When running a campaign, you see the data coming in every minute, it’s confirming your assumptions and you desperately want to call a winner and implement your new brilliant learnings.

But, not so fast…

It’s easy to get caught up in the excitement of testing, but it’s very important to ensure that the campaign has reached confidence.  Adobe® Test&Target™ provides confidence levels and confidence intervals for each experience to use as a helpful guide.

Willy Wonka

When you view reports in Test&Target, you select what cell should be used as the Control.  All Challengers are measured against that Control.  You’ll be able to evaluate the lift provided to conversion rate, average order value, revenue per visit and/or sales (our examples will focus on conversion rate).  The report will show the metric data, the lift percentage and the confidence indicator in an emphasized box for easy evaluation.

Reporting

The confidence level is displayed as a bar chart in the confidence column of the campaign report.  There are four bars that indicate the level of confidence the experience has achieved.  The more bars, the higher the confidence.  To see the exact confidence level, just hover over the bar chart. The confidence level is higher when the data proves that the results are repeatable and were not a fluke.

Confidence Level

Here’s where it gets tricky… A high confidence level alone in lift does not necessarily mean you should pull the trigger for the winning experience.  For example, if a campaign has just launched and has received only 25 conversions – the confidence level for one experience may show 90%+.  However, a total of 25 data points does not provide a clear picture of how this test will perform long-term.  In general, 100 conversion points per experience and running the test for at least a week is our recommendation.   So, what’s a conversion expert to do?
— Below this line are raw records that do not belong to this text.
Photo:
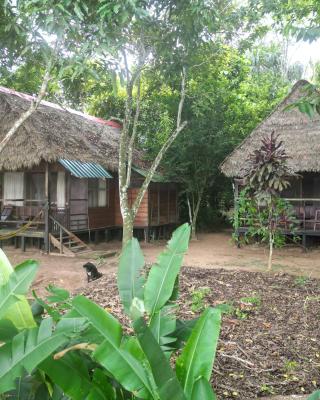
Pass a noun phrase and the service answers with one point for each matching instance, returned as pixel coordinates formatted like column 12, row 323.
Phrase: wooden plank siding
column 104, row 217
column 163, row 208
column 142, row 217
That’s where confidence intervals come in!

Confidence Interval

The confidence interval is the range that the confidence level refers to.   It’s very important for conversion experts to get into the habit of monitoring the confidence level in relation to the confidence interval.  You can do so by practicing the exercise of saying “we are __% confident that the conversion rate will be __% to __%” if this test is repeated (you can substitute any other metric).  If it sounds ridiculous, it probably is.  Meaning that if the range is incredibly wide or includes a negative number, the information really isn’t that useful and the test should continue to run to obtain more data points.

An ideal confidence interval range is small, with no overlap among experiences.  How do you achieve this?  Larger data sets, which are provided over time.

Think you’re ready to analyze a test?  Give it a try!  (See answers below.)

Problem to Solve

1. What is the confidence level?

2. What is the confidence interval?

3. How many total conversions are there?

4. Is there a clear winner?  If not / If so, why?

It’s easy to get caught up in the excitement of testing, but it is important to look at the whole picture before declaring a winner.   Don’t go all Veruca Salt, “but, I want it nowwww.” Trust us, good data is worth the wait!!

Brought to you by Brooks Bell’s very own Suzi Tripp and Naoshi Yamauchi!

 

 

 

Answers:

1. What is the confidence level?  95.79%

2. What is the confidence interval?  -4.74% to 37.6%

3. How many total conversions are there?  826

4. Is this test ready to call?  If not / If so, why?  No, because the confidence interval is too wide.  You never want to call a winner with an interval that includes a negative number.